A proposal is in the works for early 2019. If passed, it would change several aspects of how the H-1B program qualifies foreign workers.
Send Only Your ‘Best and Brightest': What’s Ahead for H-1B Visas – Bloomberg Law
The abstract of the proposed change reads as follows:
"The Department of Homeland Security (DHS) will propose to revise the definition of specialty occupation to increase focus on obtaining the best and the brightest foreign nationals via the H-1B program, and revise the definition of employment and employer-employee relationship to better protect U.S. workers and wages. In addition, DHS will propose additional requirements designed to ensure employers pay appropriate wages to H-1B visa holders."
Right now, H-1B visa guidelines use degrees as foundational qualifications. This is a loophole that many offshoring firms exploit by "rubber stamping" bachelor's degrees for thousands of foreign workers every year & shipping them off to the U.S.

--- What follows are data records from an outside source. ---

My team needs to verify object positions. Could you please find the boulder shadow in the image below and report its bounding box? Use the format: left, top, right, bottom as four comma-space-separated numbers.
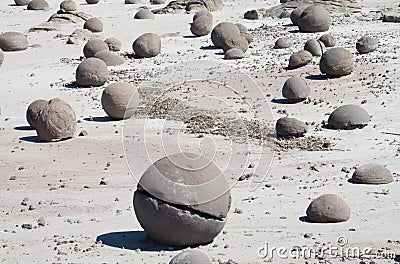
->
14, 126, 34, 131
183, 35, 199, 39
271, 98, 305, 104
200, 45, 219, 51
306, 74, 328, 81
288, 29, 300, 33
64, 81, 79, 89
298, 216, 313, 223
19, 136, 43, 143
84, 116, 114, 122
96, 231, 183, 252
394, 255, 400, 262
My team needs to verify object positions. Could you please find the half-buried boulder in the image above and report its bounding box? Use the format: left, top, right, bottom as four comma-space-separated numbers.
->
327, 104, 370, 129
306, 194, 350, 223
351, 163, 393, 184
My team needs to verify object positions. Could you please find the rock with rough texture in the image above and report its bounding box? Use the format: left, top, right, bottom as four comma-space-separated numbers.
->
67, 29, 96, 44
134, 9, 155, 19
125, 0, 141, 3
26, 99, 48, 129
27, 0, 49, 10
35, 99, 77, 141
191, 14, 213, 36
288, 50, 312, 68
351, 163, 393, 184
383, 13, 400, 23
170, 250, 211, 264
306, 194, 350, 223
220, 34, 248, 53
151, 0, 166, 4
86, 0, 99, 4
328, 104, 370, 129
193, 11, 213, 21
84, 17, 103, 33
48, 11, 91, 24
274, 37, 293, 49
94, 51, 124, 66
60, 0, 77, 11
319, 34, 335, 47
211, 22, 241, 48
101, 82, 139, 119
133, 153, 231, 246
104, 38, 122, 51
276, 117, 307, 138
297, 5, 332, 33
133, 33, 161, 58
281, 0, 362, 14
320, 47, 354, 77
153, 0, 223, 14
83, 39, 109, 58
244, 9, 266, 20
290, 5, 308, 25
76, 58, 109, 87
356, 35, 378, 54
224, 48, 245, 60
263, 5, 291, 18
235, 23, 253, 43
0, 32, 28, 52
14, 0, 31, 6
282, 77, 310, 102
0, 49, 3, 67
304, 39, 325, 56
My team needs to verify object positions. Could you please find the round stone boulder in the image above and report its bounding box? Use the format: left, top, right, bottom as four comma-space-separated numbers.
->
26, 99, 48, 129
83, 39, 109, 58
288, 50, 312, 69
84, 17, 103, 33
356, 35, 378, 54
304, 39, 325, 56
27, 0, 49, 10
76, 58, 109, 87
290, 5, 308, 26
224, 48, 245, 60
276, 117, 307, 138
297, 5, 332, 33
133, 152, 231, 246
0, 48, 3, 67
86, 0, 99, 4
170, 250, 211, 264
211, 22, 241, 49
95, 51, 124, 66
104, 37, 122, 51
134, 9, 155, 19
101, 82, 139, 120
235, 23, 253, 44
0, 32, 28, 52
320, 47, 354, 78
132, 33, 161, 58
35, 99, 77, 142
328, 104, 370, 129
193, 11, 213, 21
14, 0, 30, 6
319, 34, 335, 47
306, 194, 350, 223
220, 34, 248, 53
191, 15, 213, 37
282, 77, 310, 102
351, 163, 393, 184
60, 0, 77, 11
274, 37, 293, 49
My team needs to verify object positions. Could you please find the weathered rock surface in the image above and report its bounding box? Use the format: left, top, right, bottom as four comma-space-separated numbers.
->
152, 0, 223, 14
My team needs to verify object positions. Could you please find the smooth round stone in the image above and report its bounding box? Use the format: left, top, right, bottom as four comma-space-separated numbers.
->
356, 35, 378, 54
86, 0, 99, 4
220, 34, 248, 53
27, 0, 49, 10
101, 82, 139, 119
297, 5, 332, 33
351, 163, 393, 184
290, 5, 308, 26
60, 0, 77, 11
306, 194, 350, 223
104, 37, 122, 51
76, 58, 109, 87
84, 17, 103, 33
190, 15, 213, 36
170, 250, 211, 264
276, 117, 307, 138
319, 34, 335, 47
0, 32, 28, 52
319, 47, 354, 78
14, 0, 31, 6
132, 33, 161, 58
282, 76, 310, 102
83, 39, 109, 58
224, 48, 245, 60
328, 104, 370, 129
274, 37, 293, 49
134, 9, 155, 19
211, 22, 241, 48
288, 50, 312, 69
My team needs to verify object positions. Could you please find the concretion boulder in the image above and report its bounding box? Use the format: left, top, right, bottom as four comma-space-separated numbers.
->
26, 99, 48, 129
0, 32, 29, 52
297, 5, 332, 33
304, 39, 325, 56
76, 58, 109, 87
276, 117, 307, 138
170, 250, 211, 264
190, 14, 213, 36
84, 17, 103, 33
351, 163, 393, 184
101, 82, 139, 119
319, 34, 335, 47
306, 194, 350, 223
282, 76, 310, 102
274, 37, 294, 49
94, 51, 124, 66
153, 0, 223, 14
356, 35, 378, 54
104, 37, 122, 51
27, 0, 50, 10
327, 104, 370, 129
224, 48, 245, 60
288, 50, 312, 68
319, 47, 354, 77
211, 22, 241, 48
83, 39, 109, 58
132, 33, 161, 58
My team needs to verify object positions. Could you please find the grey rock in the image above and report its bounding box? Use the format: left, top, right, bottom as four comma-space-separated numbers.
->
356, 35, 378, 54
297, 5, 332, 33
351, 163, 393, 184
101, 82, 139, 120
282, 76, 310, 101
304, 39, 325, 56
288, 50, 312, 68
274, 37, 293, 49
306, 194, 350, 223
319, 34, 335, 47
94, 51, 124, 66
328, 104, 370, 129
83, 39, 109, 58
276, 117, 307, 138
134, 9, 155, 19
0, 32, 29, 52
170, 250, 211, 264
224, 48, 245, 60
320, 47, 354, 77
76, 58, 109, 87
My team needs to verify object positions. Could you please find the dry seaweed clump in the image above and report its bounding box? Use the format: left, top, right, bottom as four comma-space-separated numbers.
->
273, 136, 332, 151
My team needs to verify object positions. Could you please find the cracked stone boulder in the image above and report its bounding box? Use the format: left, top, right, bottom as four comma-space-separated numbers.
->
220, 34, 248, 53
306, 194, 350, 223
274, 37, 293, 49
153, 0, 223, 14
319, 34, 335, 47
133, 33, 161, 58
320, 47, 354, 77
35, 98, 77, 141
76, 58, 109, 87
282, 77, 310, 102
244, 8, 267, 20
288, 50, 312, 69
304, 39, 325, 56
83, 39, 109, 58
101, 82, 139, 120
84, 17, 103, 33
26, 99, 48, 129
27, 0, 50, 10
297, 5, 332, 32
351, 163, 393, 184
133, 152, 231, 246
190, 13, 213, 36
328, 104, 370, 129
170, 250, 211, 264
0, 32, 28, 52
276, 117, 307, 138
67, 29, 96, 44
356, 35, 378, 54
95, 50, 124, 66
104, 37, 122, 51
60, 0, 77, 11
14, 0, 30, 6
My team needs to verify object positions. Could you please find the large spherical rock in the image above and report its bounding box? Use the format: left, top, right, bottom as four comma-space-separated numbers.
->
35, 99, 76, 141
0, 32, 28, 52
101, 82, 139, 119
170, 250, 211, 264
60, 0, 77, 11
0, 48, 3, 67
94, 51, 124, 66
328, 104, 370, 129
320, 47, 354, 78
76, 58, 109, 87
26, 99, 48, 129
288, 50, 312, 69
274, 37, 293, 49
14, 0, 30, 6
84, 17, 103, 33
134, 9, 155, 19
27, 0, 49, 10
306, 194, 350, 223
86, 0, 99, 4
220, 34, 248, 53
282, 77, 310, 102
356, 35, 378, 54
104, 37, 122, 51
304, 39, 325, 56
191, 15, 213, 37
193, 11, 213, 21
211, 22, 241, 48
297, 5, 332, 33
319, 34, 335, 47
224, 48, 245, 60
276, 117, 307, 138
351, 163, 393, 184
83, 39, 109, 58
133, 153, 231, 246
290, 5, 308, 26
132, 33, 161, 58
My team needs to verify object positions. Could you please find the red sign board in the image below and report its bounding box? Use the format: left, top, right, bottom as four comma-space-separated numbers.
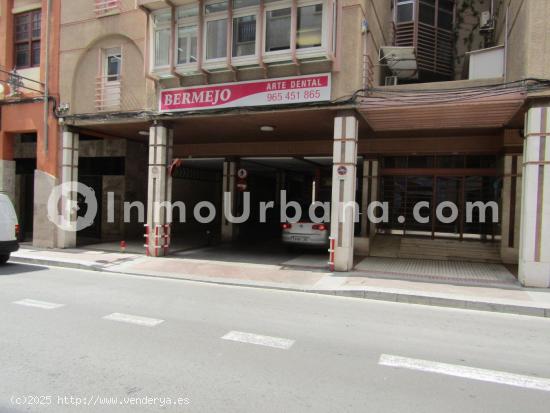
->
159, 73, 331, 113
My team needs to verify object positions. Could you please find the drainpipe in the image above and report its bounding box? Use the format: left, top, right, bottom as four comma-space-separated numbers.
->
43, 0, 52, 153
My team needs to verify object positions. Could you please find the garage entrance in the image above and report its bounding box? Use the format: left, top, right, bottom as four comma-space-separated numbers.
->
171, 157, 335, 242
169, 156, 342, 268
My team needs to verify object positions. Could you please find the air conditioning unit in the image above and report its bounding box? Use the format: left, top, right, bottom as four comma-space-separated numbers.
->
480, 11, 494, 32
385, 76, 398, 86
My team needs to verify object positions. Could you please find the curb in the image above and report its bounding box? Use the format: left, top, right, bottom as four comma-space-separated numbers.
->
9, 256, 104, 272
9, 256, 550, 319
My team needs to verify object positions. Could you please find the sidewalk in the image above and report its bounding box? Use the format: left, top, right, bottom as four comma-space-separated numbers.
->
9, 247, 550, 318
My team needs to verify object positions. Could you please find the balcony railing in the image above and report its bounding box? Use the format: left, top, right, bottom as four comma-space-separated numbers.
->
95, 0, 120, 16
95, 75, 121, 112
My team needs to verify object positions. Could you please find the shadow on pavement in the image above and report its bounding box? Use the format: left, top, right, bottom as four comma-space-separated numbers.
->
0, 262, 48, 276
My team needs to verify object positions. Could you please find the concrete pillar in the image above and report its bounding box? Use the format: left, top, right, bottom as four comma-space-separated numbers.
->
221, 159, 237, 242
57, 128, 79, 248
519, 105, 550, 287
32, 170, 58, 248
0, 160, 16, 204
356, 158, 379, 255
146, 124, 173, 257
0, 130, 15, 204
500, 153, 522, 264
330, 112, 359, 271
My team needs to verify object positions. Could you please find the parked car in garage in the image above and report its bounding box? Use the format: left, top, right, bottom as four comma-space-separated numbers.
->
0, 194, 19, 264
281, 221, 330, 249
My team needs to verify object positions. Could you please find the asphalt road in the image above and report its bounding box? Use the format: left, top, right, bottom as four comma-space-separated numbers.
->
1, 263, 550, 413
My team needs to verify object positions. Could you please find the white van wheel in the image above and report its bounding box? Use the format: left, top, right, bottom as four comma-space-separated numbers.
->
0, 254, 9, 264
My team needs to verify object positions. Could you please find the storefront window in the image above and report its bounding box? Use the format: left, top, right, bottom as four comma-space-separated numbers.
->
233, 15, 256, 57
297, 4, 323, 49
265, 8, 291, 52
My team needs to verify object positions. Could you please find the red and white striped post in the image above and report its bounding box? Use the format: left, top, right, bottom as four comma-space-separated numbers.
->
328, 237, 336, 273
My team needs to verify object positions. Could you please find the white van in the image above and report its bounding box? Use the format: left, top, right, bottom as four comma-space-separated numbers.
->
0, 193, 19, 264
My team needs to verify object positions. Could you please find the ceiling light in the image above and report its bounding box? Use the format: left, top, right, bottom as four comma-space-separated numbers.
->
260, 125, 275, 132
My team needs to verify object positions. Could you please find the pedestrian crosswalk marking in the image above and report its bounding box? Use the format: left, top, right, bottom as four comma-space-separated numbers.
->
222, 331, 295, 350
13, 299, 65, 310
379, 354, 550, 392
103, 313, 165, 327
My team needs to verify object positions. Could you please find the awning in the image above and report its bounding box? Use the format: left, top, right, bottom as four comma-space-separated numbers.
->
358, 86, 526, 132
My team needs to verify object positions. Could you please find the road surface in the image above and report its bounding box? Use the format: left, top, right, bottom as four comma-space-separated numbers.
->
1, 263, 549, 412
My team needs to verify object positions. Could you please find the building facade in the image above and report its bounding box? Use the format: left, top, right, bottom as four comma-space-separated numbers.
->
1, 0, 549, 287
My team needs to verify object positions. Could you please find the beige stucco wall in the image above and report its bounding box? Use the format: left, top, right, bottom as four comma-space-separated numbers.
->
59, 0, 147, 115
524, 0, 550, 81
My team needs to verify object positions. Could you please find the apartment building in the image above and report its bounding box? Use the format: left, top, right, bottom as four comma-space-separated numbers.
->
0, 0, 61, 247
1, 0, 549, 287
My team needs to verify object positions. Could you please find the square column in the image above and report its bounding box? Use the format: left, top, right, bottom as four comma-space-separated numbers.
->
0, 160, 15, 204
519, 106, 550, 287
146, 124, 173, 257
57, 128, 79, 248
221, 160, 237, 242
500, 153, 522, 264
330, 112, 359, 271
0, 131, 16, 215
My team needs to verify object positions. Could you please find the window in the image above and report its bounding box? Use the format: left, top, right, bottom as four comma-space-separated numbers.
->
151, 0, 329, 72
438, 6, 453, 30
14, 10, 41, 69
234, 0, 259, 8
265, 7, 291, 52
206, 19, 227, 59
176, 5, 199, 65
204, 1, 228, 61
233, 15, 256, 57
205, 0, 228, 14
419, 0, 435, 25
396, 0, 414, 23
105, 48, 121, 81
153, 10, 171, 68
178, 26, 198, 64
95, 0, 120, 15
297, 4, 323, 49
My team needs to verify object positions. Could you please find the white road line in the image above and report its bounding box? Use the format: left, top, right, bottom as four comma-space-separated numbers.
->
379, 354, 550, 392
103, 313, 165, 327
13, 299, 65, 310
222, 331, 295, 350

The proposal would change from using degrees to using skill classifications. Making it more about the "best and brightest," like the O-1 Visa program. It would also grant the U.S. Citizenship and Immigration Services Dept. (USCIS) more control over the H-1B lottery, to prevent large offshoring firms like Tata from monopolizing the lottery pool.
(At this time, the proposal does not appear to change the maximum number of H-1B visas granted.)
If enacted, this program change would have several immediate effects:
- Offshoring firms would lose the near-exclusive pipeline they've had for funneling thousands of foreign workers into our economy.
- The overall quality of H-1B workers coming in would improve.
- Major U.S. corporations would have a tougher time replacing American IT workers with H-1Bs.
- The DHS and USCIS could exercise greater discretion on who gets an H-1B visa.
All of these sound like great things to us. What about you?
The proposal should begin its approval process in January 2019. We'll keep an eye out for its hopefully-swift adoption.